Interview Questions on KNN in Machine Learning

Parth Shukla 03 Dec, 2022 • 5 min read

This article was published as a part of the Data Science Blogathon.

Introduction

K nearest neighbors are one of the most popular and best-performing algorithms in supervised machine learning. Furthermore, the KNN algorithm is the most widely used algorithm among all the other algorithms developed due to its speed and accurate results. Therefore, the data science interviews might ask in-depth questions about the k nearest neighbors. In this article, we will discuss and solve advanced interview questions related to the k nearest neighbors in machine learning.

knn — Source: https://resources.biginterview.com/wp-content/uploads/2022/07/Panel-Interview-101-1080×675.jpg

1. Why is the Time Complexity Very High For the Prediction Phase in KNN? Explain with Reasons.

In almost every machine learning algorithm, the algorithm trains first on the training data and then makes predictions based on the dataset it was prepared before. K nearest neighbor is a machine learning clustering algorithm that divides the training data into a particular number of clusters by calculating the distance of the specific points from other points. Then while predicting for careful observation, it again calculates the length of the issue and tries to settle the matter in a particular cluster to make predictions.
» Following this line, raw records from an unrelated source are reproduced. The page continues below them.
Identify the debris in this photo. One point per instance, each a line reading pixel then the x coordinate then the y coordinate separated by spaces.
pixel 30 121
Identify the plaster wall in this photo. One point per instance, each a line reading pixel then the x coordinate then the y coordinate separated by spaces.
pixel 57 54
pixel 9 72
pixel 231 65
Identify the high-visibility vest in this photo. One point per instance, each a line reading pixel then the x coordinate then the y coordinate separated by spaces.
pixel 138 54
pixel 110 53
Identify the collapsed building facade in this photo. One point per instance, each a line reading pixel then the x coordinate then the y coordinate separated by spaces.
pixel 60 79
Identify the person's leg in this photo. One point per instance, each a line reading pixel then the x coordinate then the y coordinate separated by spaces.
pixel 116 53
There are two machine learning algorithms: Lazy Learning and Eager Learning. Lazy learning is a machine learning algorithm that does not train on the training data provided. Instead, when the query is made to the algorithm to predict for it, it only trains on the training dataset. While in eager learning algorithms, the algorithm tries to teach the training data when provided. Then, when the new query is made for prediction, the algorithm predicts based on the training on the previous data. K nearest neighbor also stores the training data. Then, when there is a time for the prediction phase, this algorithm calculates the distances of the query point from other points and tries to assign the cluster to the particular topic. So it only trains on the data when a query is made to the system, which is why it is known as a lazy learning algorithm.
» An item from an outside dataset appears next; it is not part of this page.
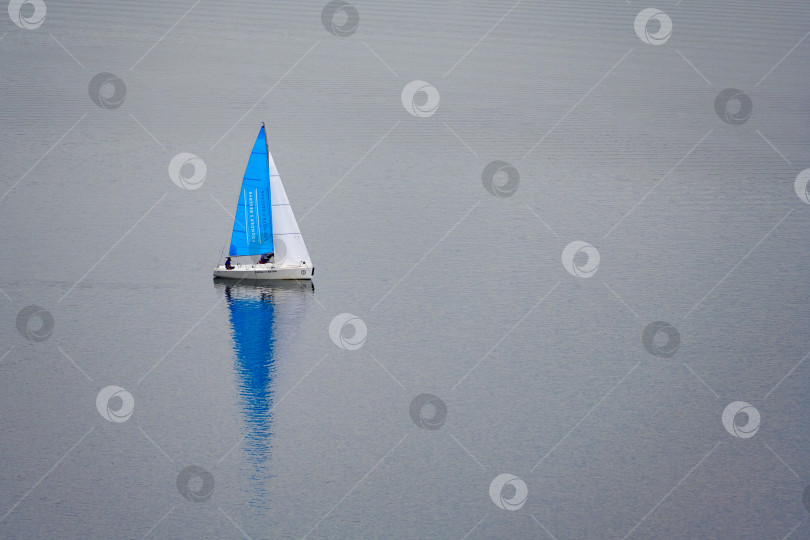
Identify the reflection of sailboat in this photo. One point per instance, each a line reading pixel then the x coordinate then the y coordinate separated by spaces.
pixel 264 318
pixel 264 225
FINDING NEIGHBOURS — Source: https://qph.cf2.quoracdn.net/main-qimg-53d74e4e12547a448799d5ebb126ebfc

As lazy learning algorithms store the data, it requires more space. That is why KNN requires more space to store.
The reason behind the speed of the KNN is that it does not train on the training data, so training in KNN is very fast.
As KNN trains on the training data while the prediction phase, predictions tend to be very slow in the KNN algorithm.
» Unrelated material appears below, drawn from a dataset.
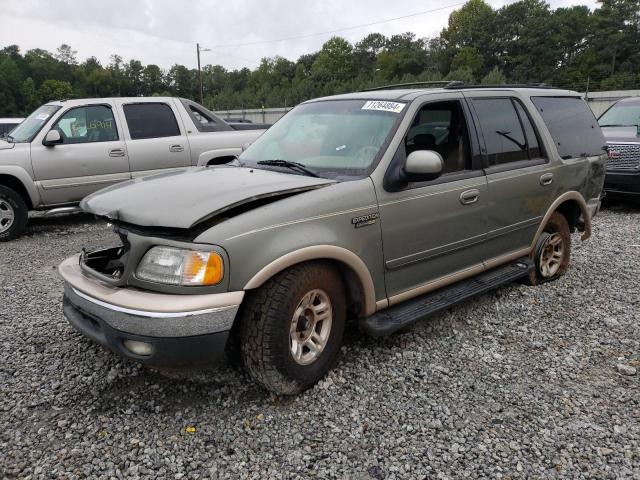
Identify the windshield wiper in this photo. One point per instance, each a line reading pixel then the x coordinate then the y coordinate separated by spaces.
pixel 291 165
2. Why is KNN Algorithm Said to be More Flexible?

The K’s nearest neighbor is the non-parametric algorithm, which does not make any primary assumption while training and testing on the dataset. The parametric machine learning algorithms like linear regression, logistic regression, and naive Bayes make primary assumptions like the data should be linear or there should be no multicollinearity in the dataset. Due to this, some of the algorithms could be more flexible. If the assumptions they made are satisfied, we can only use them. For example, if the data is not linear, then linear regression cannot be applied; if the dataset has multicollinearity, then naive Bayes can not be applied.

But in the case of the KNN algorithm, as it is a non-parametric algorithm, it does not make any primary assumption on the dataset so that it can apply it to any dataset, and also it returns good results. So this is the main reason behind the flexibility of the KNN algorithm.

3. Why is KNN Algorithm Less Efficient Than Other Machine Learning Algorithms?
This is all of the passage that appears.